RIDM 2019 : Partie 1

Par Mathieu Li-Goyette et Olivier Thibodeau


photo : Kuyu Film

BELONGING
Burak Çevik  |  Turquie/Québec/France  |  2019  |  72 minutes  |  Compétition internationale longs métrages

Ça commence mal, avec un diaporama d’images fixes accompagnées de la narration feutrée d’une histoire d’amour meurtrière.* « Je veux raconter ton histoire », déclare l’homme, « et à travers celle-là la mienne », l’histoire d’une rencontre fortuite dans un bar qui, à travers une série de péripéties rocambolesques, mène au meurtre de la belle-mère. Une histoire d’amour désincarnée, autre que dans de froides vanitas ponctuées de musique glauque et une série de faits platement décrits. Or, c’est dans la seconde partie que la première prend tout son sens, dans la mise en corps des protagonistes, dans la physicalisation de leur histoire, et la pénétration des espaces illustrés précédemment, bref dans l’humanisation d’un récit désossé qui s’apparente a priori à une procédure d’aveu de culpabilité. De l’éthéré liminal des faits narrés, on bascule donc dans l’illustration concrète de la rencontre, voyageant non pas du présent vers le passé, mais d’une conception linéaire vers une conception circulaire du temps.
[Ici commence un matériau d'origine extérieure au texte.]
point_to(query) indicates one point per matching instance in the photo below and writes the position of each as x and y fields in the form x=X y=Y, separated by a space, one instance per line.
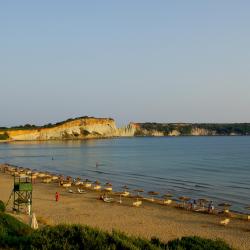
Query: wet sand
x=149 y=220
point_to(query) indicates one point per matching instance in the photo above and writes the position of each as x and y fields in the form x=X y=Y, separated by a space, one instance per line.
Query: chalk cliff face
x=88 y=127
x=76 y=129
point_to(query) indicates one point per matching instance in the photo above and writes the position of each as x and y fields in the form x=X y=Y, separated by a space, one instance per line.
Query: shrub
x=4 y=136
x=16 y=235
x=2 y=206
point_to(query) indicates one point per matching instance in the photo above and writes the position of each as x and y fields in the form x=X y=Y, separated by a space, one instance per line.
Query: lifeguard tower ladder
x=22 y=193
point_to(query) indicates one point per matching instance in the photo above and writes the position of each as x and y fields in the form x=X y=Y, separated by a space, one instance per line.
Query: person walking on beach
x=57 y=196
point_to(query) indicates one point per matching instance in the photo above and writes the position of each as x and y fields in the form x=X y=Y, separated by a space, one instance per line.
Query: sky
x=133 y=60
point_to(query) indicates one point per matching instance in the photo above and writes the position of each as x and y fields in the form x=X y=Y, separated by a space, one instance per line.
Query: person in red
x=57 y=196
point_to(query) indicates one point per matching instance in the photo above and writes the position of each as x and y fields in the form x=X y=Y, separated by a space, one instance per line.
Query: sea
x=216 y=168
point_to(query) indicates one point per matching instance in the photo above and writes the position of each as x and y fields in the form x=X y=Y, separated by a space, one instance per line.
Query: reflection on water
x=216 y=168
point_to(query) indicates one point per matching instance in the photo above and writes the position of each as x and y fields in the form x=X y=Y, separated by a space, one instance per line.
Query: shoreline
x=151 y=219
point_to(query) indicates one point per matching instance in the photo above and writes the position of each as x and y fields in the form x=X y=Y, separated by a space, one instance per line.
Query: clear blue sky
x=172 y=61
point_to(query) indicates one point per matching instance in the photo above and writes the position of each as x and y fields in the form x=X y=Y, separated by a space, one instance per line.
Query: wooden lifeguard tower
x=22 y=193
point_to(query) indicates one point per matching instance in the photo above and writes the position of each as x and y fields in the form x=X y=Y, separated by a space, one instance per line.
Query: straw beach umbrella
x=108 y=187
x=138 y=193
x=184 y=199
x=97 y=185
x=202 y=202
x=167 y=198
x=225 y=206
x=125 y=190
x=120 y=195
x=87 y=183
x=152 y=194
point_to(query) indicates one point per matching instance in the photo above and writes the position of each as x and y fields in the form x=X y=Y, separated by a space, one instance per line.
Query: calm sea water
x=216 y=168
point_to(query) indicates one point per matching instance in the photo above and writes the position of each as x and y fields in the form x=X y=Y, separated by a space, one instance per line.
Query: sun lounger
x=106 y=199
x=224 y=222
x=81 y=191
x=167 y=202
x=137 y=203
x=66 y=184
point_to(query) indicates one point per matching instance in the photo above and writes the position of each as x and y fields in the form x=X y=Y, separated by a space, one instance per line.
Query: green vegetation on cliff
x=4 y=136
x=49 y=125
x=16 y=235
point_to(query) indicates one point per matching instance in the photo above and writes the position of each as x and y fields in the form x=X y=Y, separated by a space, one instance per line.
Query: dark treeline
x=49 y=125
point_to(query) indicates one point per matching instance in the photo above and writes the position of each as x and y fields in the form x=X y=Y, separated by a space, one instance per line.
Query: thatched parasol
x=138 y=193
x=202 y=202
x=108 y=187
x=120 y=195
x=184 y=199
x=152 y=194
x=225 y=206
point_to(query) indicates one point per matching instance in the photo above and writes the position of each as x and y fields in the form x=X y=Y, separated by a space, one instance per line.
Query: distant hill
x=90 y=127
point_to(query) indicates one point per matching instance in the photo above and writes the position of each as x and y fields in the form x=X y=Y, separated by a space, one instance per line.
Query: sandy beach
x=149 y=220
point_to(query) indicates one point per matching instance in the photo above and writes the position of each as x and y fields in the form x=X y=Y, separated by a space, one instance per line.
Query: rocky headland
x=90 y=128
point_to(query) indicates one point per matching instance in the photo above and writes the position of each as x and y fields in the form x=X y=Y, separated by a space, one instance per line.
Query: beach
x=149 y=220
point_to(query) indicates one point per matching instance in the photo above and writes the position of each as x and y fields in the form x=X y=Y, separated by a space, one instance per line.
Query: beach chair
x=167 y=202
x=106 y=199
x=224 y=222
x=81 y=191
x=137 y=203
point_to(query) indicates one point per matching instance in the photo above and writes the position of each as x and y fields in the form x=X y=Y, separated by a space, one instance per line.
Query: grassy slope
x=16 y=235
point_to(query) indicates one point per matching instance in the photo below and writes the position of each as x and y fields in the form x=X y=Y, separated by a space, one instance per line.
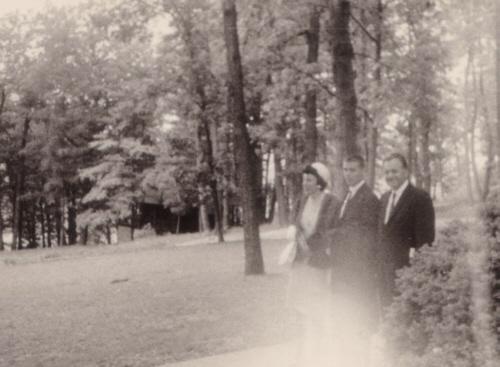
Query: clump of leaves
x=434 y=319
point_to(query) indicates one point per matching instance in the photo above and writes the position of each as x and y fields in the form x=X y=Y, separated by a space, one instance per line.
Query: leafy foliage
x=435 y=319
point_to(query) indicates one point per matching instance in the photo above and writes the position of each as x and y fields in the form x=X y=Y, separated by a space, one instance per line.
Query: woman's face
x=310 y=184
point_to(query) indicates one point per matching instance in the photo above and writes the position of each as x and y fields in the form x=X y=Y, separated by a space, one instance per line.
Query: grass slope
x=143 y=303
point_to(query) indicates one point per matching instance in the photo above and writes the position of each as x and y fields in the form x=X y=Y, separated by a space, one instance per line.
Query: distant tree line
x=103 y=105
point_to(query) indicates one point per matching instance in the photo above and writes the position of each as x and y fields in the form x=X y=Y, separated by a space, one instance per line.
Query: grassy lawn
x=143 y=303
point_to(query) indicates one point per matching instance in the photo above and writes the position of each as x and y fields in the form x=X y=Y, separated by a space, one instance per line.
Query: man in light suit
x=406 y=223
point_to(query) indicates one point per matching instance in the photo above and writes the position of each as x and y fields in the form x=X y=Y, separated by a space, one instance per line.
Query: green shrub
x=433 y=321
x=491 y=218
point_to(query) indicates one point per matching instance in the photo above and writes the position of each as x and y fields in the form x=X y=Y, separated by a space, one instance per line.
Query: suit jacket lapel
x=355 y=201
x=402 y=202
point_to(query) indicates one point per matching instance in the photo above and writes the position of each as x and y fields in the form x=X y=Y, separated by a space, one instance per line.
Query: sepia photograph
x=249 y=183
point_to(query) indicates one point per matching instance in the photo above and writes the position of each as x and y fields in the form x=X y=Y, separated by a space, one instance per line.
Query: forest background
x=106 y=105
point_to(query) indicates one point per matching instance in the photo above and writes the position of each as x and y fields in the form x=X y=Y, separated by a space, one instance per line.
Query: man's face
x=353 y=173
x=395 y=174
x=309 y=184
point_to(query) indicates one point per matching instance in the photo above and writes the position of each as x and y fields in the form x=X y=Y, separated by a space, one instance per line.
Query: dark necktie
x=392 y=203
x=346 y=201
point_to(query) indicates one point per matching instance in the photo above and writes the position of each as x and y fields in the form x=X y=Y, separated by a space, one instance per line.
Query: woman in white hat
x=309 y=291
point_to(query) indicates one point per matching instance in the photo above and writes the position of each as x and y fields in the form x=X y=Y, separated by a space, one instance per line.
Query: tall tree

Et c’est là que se déploie tout le potentiel thaumaturgique et moderne de l’œuvre : dans l’injection d’échos fantomatiques au sein d’images romantiques usitées, bref dans l’adoption d’une narration deleuzienne où coexistent de façon concomitante le passé, le présent et l’avenir, permettant à l’auteur de tracer un halo gris profond autour d’une idylle rosie et de cultiver chez le spectateur un sentiment constant d’anticipation. Les nombreux tours de passe-passe ainsi élaborés savent certes nous émerveiller, mais jamais autant que le numéro central, celui qui consiste à nous immerger corps et âme dans un passé présent nonobstant notre prescience de la tragédie à venir. La mise en scène de la seconde partie est simple et efficace, ramenant la vie dans les espaces vides illustrés précédemment, donnant vie aux personnages également, grâce à une série d’échanges savoureux et d’éclairages expressifs. Au final, c’est donc la nature très exacte de la rencontre amoureuse spontanée que parvient miraculeusement à cerner Çevik, cet îlot d’intimité où le temps fige, où la logique et l’anticipation n’ont plus de poigne, où l’espace se décompose en détails pittoresques. À cet égard, on constate d’ailleurs que le titre réfère tout autant à une attache environnementale qu’à une attache nostalgique, celle d’un moment passé mais jamais révolu dans lequel on vit à perpétuité, par-delà tous les dispositifs carcéraux qui s’érigeront ensuite autour de nous. (Olivier Thibodeau)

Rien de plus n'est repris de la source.